In the presence of suffering he was gentle, unselfish and helpful. Indeed, I may say that at all times at home he was the most unselfish man I have ever met.
Of his moral courage all the world knows, yet no one, I think, but myself can know how absolute it was; how dauntless and unshaken, how absolutely and unconsciously heroic Parnell's courage was. Through good report, or ill report, in his public life, or in his private life, he never changed, never wavered. Hailed as his country's saviour, execrated as her betrayer, exalted as a conqueror, or judged and condemned by the self-elected court of English hypocrisy, he kept a serene heart and unembittered mind, treading the path he had chosen, and doing the work he had made his own for Ireland's sake.
And there are those who can in no way understand that some few men are born who stand apart, by the very grandeur of Nature's plan—men of whom it is true to say that "after making him the mould was broken," and of whom the average law can neither judge aright nor understand. In his childhood, in his boyhood, and in his manhood Parnell was "apart." I was the one human being admitted into the inner sanctuaries of his soul, with all their intricate glooms and dazzling lights; mine was not the folly to judge, but the love to understand.
CHAPTER XXX
MARRIAGE, ILLNESS AND DEATH
"O gentle wind that bloweth south
To where my love re-paireth,
Convey a kiss to his dear mouth
And tell me how he fareth."
—OLD BALLAD.
"He that well and rightly considereth his own works will find little cause to judge hardly of another."—THOMAS À KEMPIS.
On June 24th, 1891, Mr. Parnell drove over to Steyning to see that all the arrangements for our marriage at the registrar's office there on the next day were complete. Mr. Edward Cripps, the registrar, had everything in order, and it was arranged that we should come very early so as to baffle the newspaper correspondents, who had already been worrying Mr. Cripps, and who hung about our house at Brighton with an inconvenient pertinacity. We had given Mr. Parnell's servant elaborate orders to await us, with Dictator in the phaeton, at a short distance from the house about eleven o'clock on the 25th, and told him he would be required as a witness at our wedding. This little ruse gave us the early morning of the 25th clear, as the newspaper men soon had these instructions out of the discomfited young man, who had been told not to talk to reporters.
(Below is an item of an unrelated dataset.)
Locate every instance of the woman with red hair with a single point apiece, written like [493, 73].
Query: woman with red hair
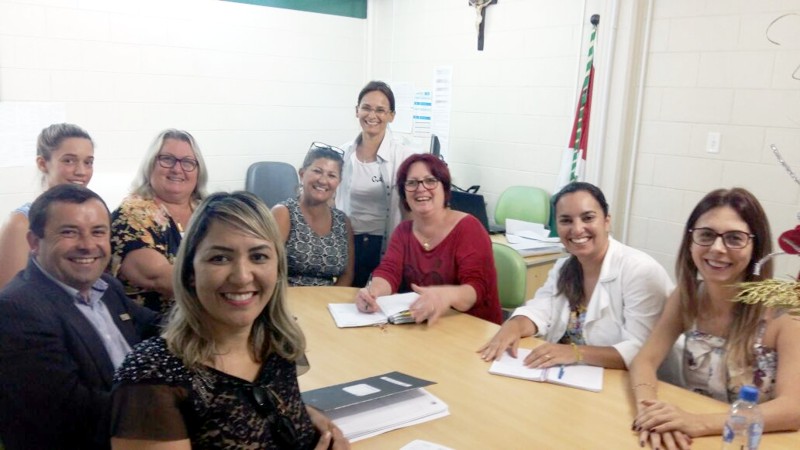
[442, 254]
On June 25th I was awakened at daybreak by my lover's tapping at my door and calling to me: "Get up, get up, it is time to be married!" Then a humming and excitement began through the house as the maids flew about to get us and breakfast ready "in time," before two of them, Phyllis Bryson, my very dear personal maid—who had put off her own marriage for many years in order to remain with me—and my children's old nurse, drove off to catch the early train to Steyning, where they were to be witnesses of our marriage. Phyllis was so determined to put the finishing touches to me herself that she was at last hustled off by Parnell, who was in a nervous fear that everyone would be late but the newspaper men. Phyllis was fastening a posy at my breast when Parnell gently but firmly took it from her and replaced it with white roses he had got for me the day before. Seeing her look of disappointment he said, "She must wear mine to-day, Phyllis, but she shall carry yours, and you shall keep them in remembrance; now you must go!"